The long term aim of this work is to study the suitability of using laser
cooled Ca+ ions in Penning traps as the basic components of a quantum
computer. A great deal of progress in the field of quantum computing has
been made in recent years with laser cooled ions stored in radio frequency
ion traps. Building a useful quantum computer with trapped ions is however
extremely challenging. Penning traps offer some possible benefits over radio
frequency traps. They also create some additional difficulties. The potential
advantages and disadvantages of Penning traps are discussed throughout the
thesis.
We show that we are able to overcome the problems associated with laser
cooling in Penning traps, and have trapped single ions for extended periods of
time. Pairs of Ca+ ions have been aligned along the axis of a Penning trap,
and have been optically resolved.
A novel Penning trap array based on PCB boards has been developed. A
prototype was built and tested, along with the electronics required to shuttle
ions between different sub-traps. Ions have been shuttled a distance of 10 mm
in 2.5 μs. A return trip efficiency of up to 75% was seen.
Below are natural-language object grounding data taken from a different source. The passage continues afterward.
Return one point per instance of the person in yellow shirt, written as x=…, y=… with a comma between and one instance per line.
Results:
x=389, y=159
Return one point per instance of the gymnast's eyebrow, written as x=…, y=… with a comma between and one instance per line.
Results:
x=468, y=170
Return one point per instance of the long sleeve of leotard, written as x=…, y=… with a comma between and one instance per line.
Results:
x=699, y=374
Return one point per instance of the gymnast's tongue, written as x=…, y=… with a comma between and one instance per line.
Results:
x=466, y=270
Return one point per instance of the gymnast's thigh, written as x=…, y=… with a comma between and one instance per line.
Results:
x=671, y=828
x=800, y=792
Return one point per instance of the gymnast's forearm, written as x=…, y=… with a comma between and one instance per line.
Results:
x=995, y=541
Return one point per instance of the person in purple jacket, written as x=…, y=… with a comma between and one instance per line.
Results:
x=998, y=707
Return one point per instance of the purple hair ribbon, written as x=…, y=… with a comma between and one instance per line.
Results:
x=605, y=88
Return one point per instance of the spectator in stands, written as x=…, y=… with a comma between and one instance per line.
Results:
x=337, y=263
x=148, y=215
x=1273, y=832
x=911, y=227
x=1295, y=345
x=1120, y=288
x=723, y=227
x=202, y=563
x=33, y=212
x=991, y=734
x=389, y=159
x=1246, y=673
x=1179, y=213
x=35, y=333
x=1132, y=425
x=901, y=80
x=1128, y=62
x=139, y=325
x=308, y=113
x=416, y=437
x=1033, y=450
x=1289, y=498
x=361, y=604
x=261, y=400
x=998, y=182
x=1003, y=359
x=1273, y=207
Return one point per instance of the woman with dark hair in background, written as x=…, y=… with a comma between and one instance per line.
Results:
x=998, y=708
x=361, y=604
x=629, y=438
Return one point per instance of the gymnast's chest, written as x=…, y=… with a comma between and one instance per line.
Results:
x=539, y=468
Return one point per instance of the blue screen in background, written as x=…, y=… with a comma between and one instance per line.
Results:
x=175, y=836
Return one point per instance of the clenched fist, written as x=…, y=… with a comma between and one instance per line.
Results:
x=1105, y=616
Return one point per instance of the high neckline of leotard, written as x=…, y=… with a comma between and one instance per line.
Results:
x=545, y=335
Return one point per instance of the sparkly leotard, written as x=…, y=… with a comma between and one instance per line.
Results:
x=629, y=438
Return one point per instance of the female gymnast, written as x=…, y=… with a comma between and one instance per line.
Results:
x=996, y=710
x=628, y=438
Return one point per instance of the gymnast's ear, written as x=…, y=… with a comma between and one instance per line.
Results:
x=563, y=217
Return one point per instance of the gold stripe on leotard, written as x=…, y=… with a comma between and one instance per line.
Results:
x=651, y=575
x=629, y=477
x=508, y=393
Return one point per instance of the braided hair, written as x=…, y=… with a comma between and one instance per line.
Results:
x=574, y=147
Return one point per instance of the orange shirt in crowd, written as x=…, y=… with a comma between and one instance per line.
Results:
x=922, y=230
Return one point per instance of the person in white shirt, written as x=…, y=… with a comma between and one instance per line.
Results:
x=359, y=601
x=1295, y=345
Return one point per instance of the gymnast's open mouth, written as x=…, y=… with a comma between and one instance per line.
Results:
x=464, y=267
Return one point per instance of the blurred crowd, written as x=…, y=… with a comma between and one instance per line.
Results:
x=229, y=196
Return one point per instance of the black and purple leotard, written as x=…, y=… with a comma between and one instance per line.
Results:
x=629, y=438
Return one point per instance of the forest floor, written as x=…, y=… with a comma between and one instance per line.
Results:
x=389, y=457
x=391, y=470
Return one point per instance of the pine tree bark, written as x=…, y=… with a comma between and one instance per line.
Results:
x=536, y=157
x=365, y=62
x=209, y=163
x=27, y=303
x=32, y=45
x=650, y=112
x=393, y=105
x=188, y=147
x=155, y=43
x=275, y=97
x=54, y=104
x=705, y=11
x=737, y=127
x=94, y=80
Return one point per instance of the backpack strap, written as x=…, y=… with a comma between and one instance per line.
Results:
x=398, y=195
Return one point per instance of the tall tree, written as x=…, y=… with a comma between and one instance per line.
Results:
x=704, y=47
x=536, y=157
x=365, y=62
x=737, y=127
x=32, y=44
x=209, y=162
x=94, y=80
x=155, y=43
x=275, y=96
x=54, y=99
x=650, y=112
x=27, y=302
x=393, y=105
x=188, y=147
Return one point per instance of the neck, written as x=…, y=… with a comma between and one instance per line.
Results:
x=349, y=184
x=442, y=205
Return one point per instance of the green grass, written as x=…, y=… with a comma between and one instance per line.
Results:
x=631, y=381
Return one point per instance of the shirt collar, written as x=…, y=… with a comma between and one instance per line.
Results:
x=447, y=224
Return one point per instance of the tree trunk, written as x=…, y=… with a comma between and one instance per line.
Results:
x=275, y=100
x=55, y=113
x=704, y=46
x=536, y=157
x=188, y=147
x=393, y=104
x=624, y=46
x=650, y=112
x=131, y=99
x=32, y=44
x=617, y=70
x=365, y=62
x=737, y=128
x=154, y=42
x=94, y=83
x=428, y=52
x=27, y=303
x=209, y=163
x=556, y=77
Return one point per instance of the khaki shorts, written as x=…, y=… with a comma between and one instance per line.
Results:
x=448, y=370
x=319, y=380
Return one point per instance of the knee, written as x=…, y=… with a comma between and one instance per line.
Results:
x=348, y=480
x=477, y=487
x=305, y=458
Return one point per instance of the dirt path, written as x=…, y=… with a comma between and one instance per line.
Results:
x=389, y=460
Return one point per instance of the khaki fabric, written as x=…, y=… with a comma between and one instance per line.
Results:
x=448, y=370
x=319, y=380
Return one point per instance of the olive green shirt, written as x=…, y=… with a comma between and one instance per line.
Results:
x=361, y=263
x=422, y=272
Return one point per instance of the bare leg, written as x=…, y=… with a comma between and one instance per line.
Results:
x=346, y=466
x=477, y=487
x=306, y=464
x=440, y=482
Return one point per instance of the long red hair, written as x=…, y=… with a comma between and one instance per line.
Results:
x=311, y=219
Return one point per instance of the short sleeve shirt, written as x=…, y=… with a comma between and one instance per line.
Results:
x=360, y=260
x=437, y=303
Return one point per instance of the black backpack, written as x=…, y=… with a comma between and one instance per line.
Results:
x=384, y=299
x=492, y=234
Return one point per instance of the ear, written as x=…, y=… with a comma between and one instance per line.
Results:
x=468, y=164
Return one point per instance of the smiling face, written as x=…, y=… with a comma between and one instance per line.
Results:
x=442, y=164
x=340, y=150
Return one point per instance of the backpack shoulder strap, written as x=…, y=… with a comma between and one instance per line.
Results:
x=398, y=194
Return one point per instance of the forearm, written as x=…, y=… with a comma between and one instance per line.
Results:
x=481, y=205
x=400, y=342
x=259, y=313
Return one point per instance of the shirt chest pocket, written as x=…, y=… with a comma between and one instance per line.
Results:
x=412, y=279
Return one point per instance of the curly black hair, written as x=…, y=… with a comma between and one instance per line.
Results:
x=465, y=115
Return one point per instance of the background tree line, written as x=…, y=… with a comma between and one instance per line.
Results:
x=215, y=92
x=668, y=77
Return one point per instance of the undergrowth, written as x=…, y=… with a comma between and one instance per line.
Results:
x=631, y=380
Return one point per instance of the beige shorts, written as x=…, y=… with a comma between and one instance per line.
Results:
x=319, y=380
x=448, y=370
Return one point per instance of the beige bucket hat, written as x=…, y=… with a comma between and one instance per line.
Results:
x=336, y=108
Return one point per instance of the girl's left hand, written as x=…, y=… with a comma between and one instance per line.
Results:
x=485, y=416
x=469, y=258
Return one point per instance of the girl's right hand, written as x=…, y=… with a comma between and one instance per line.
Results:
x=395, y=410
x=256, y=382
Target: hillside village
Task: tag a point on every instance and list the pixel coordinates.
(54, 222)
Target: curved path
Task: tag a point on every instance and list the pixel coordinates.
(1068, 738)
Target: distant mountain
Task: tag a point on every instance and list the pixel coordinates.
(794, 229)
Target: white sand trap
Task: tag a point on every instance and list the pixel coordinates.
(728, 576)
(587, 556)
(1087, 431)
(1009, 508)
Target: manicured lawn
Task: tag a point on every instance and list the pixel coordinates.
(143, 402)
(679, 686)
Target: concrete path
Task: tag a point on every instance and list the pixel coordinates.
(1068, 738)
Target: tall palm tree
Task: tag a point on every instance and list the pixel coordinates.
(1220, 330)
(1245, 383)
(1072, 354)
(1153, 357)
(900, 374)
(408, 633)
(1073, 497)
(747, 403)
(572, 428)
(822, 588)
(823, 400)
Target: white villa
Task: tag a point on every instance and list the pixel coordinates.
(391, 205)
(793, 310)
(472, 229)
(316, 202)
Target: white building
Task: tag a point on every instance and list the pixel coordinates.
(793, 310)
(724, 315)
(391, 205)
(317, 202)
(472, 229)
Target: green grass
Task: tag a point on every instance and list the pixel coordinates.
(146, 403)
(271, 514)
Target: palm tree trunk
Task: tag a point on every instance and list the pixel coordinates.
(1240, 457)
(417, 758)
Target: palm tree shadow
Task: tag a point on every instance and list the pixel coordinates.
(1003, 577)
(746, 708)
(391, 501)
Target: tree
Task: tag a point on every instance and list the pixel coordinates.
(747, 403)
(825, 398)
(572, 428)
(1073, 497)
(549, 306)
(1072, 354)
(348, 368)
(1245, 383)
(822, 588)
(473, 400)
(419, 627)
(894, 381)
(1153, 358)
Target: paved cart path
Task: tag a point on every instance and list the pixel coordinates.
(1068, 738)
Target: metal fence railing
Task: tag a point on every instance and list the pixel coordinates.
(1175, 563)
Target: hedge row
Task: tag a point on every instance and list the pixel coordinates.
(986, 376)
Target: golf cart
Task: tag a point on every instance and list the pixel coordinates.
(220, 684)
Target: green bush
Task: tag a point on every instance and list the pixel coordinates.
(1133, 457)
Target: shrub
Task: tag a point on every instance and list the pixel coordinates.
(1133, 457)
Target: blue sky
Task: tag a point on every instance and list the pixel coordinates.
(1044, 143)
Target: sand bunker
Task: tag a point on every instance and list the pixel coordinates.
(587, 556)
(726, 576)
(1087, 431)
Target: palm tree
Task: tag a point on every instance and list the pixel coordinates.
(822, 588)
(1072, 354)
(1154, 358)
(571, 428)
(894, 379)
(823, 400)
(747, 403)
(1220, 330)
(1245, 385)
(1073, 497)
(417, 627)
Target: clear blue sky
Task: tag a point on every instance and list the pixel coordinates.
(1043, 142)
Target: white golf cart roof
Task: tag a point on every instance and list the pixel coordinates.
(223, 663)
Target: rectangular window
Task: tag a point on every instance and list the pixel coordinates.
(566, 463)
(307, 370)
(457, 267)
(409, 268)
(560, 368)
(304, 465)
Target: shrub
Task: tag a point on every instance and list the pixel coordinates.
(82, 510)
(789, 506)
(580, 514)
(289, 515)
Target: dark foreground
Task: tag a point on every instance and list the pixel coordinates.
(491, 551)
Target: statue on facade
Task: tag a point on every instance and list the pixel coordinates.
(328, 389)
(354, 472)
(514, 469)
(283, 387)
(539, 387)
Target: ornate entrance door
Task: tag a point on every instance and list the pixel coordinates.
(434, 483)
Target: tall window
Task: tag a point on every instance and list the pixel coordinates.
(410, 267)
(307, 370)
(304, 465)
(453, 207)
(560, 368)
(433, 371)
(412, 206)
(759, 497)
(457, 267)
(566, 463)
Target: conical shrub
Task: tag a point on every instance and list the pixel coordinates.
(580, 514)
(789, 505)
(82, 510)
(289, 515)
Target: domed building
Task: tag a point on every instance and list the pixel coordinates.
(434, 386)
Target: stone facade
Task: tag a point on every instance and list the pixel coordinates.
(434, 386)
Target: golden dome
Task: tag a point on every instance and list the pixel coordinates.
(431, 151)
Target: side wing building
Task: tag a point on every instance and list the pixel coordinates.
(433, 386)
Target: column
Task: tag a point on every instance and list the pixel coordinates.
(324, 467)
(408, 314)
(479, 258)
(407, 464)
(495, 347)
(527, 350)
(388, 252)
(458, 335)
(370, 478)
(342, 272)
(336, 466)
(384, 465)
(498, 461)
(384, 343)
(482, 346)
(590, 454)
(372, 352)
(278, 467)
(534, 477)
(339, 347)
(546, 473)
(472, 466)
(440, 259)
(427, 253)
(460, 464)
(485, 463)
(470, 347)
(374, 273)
A quantum effect – J-state mixing caused by large magnetic fields – has
been observed for the first time in single atomic ions. The magnetic field
causes a forbidden [Delta]J = 2 transition to become weakly allowed. This effect
is of general interest in atomic physics, and is also very relevant for quantum
computation studies. A quantitative prediction of the magnitude of the
J-mixing effect has been derived theoretically. This is compared to experimental
data, and is found to be in excellent qualitative and good quantitative
agreement.